Now for a bit more on how female characters are treated here. We’re told that the Queen has no say in her husband’s arrest because the two societies are patriarchal, with the laws applicable equally regardless of rank or position. No queen can rule of her own right, yet in this same society, they have female trackers and female officers How come there’s ‘emancipation’ in the military, but none in the nobility?! ? It makes no sense.
This diminution, if not infantilization, of females in this novel is further highlighted in an incident where Bryn is called to see the king, and Ridley protectively jumps up and tries to argue that he should go instead, since he’s her superior. But the fact is that the king summoned Bryn, no one else. Ridley’s behavior here is not only once again inappropriate (and insulting to the king!), it’s completely demeaning – like Bryn is no better than a weak child who needs protecting.
After the wedding, Bryn tries to talk to Ridley, and finds herself tongue-tied. This is supposedly a militarily trained tracker, supposedly a strong woman, who supposedly can act independently, and she’s completely lost for what to do? I don’t get why female authors, particularly those who write YA, so consistently and effectively neuter their main female characters like this. This is why I don’t read romance (not much anyway) and tend to find it distasteful when I do read it. Once in a while a worthy one comes along (which is why I read it once in a while!), but in general, it’s dreadful. What it says about women in how they're portrayed is unacceptable, but what really bothers me what it says about the readership these novels attract.

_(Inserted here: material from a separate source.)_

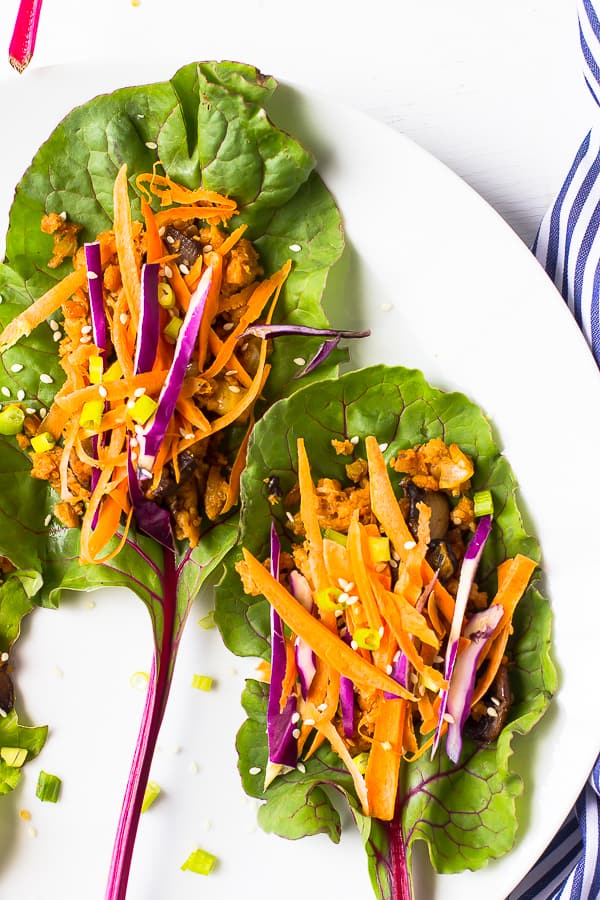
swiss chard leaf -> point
(208, 126)
(441, 803)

So why is Bryn summoned? We’re supposed to believe the Prince Kennet – now “acting king” came all the way from his own kingdom, leaving it at a time of trouble and uncertainty, to flirt with Bryn. Seriously? It was at this point that I really had had more than enough of this novel, but I read on to the end, which was, if you pay any attention at all to how the purported “villain” Konstantin is written about throughout this novel, entirely predictable, so no surprises there.
I cannot in good faith recommend a novel as lifeless and devoid of entertainment as this on is. For the passive misogyny alone I’d have to rate it negatively. I guess there’s a market for it if a publisher feels it can can offer a new author some two million dollars for four books, but no matter how inexplicably lucrative it might be for an author, I couldn’t write this stuff, and I don’t mean that as a compliment.